While many people proudly call themselves workaholics, true workaholism can have devastating effects on personal relationships and quality of life.
Workaholics tend to regularly work more than 40 hours a week and take their work everywhere they go, even to dinner, home, and bed. They often neglect personal responsibilities and relationships, and can even feel anxious when not working.
However, what feels like a “wonderful high” can lead to addiction and take one off course from major goals, cause adverse impacts on one’s physical, psychological, and emotional health, and even damage or destroy relationships.
Darren Hardy, the publisher and editorial director of SUCCESS Magazine and admitted workaholic, has created a “Workaholics Anonymous – A 12-Step Program of Recovery and Personal Transformation” for those who display the characteristics of a workaholic and are looking to transform their lives.

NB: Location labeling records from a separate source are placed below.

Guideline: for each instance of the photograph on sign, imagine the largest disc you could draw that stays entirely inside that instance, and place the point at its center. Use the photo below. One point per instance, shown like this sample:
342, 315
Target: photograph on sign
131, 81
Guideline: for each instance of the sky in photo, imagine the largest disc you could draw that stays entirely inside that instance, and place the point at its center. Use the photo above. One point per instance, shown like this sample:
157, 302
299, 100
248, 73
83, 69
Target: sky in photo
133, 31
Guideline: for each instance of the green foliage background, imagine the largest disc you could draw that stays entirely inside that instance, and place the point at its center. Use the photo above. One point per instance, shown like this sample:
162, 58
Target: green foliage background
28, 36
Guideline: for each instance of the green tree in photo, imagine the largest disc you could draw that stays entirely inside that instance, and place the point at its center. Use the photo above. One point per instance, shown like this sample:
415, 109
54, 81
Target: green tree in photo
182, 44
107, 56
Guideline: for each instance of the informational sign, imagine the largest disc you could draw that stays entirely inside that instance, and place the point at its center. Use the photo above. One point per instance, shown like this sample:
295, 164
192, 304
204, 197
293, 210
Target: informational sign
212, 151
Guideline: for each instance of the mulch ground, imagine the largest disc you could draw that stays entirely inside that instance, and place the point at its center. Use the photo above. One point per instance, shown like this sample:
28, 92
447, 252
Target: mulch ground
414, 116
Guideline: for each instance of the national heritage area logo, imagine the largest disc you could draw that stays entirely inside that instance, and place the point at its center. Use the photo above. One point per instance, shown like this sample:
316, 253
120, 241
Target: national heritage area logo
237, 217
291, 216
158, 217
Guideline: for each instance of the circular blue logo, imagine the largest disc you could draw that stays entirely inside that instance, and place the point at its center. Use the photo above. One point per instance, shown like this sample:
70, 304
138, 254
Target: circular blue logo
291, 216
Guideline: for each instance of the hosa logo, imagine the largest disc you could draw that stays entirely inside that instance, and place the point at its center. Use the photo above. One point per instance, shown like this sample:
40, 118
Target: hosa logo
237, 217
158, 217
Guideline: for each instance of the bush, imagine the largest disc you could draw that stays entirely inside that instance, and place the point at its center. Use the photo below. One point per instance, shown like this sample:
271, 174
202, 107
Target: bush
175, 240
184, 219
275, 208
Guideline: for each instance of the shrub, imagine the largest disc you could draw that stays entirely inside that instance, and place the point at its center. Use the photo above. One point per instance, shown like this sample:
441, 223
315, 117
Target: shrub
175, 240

The first step Hardy recommends taking to break free from workaholism is to make a “Stop doing” list. Instead of writing a “To do” list, Hardy suggests jotting down a list of 10 activities that routinely take up one’s time, such as constantly checking emails or using a phone at dinner time.
By quitting such activities, one can free up a wealth of time that can be used for other essential things, such as fostering personal relationships and fulfilling personal responsibilities.
Workaholism has become a social norm, but the truth is that it can severely damage individual’s lives. By taking steps to overcome workaholism, individuals can take their lives back, regain control over their time, and improve their quality of life.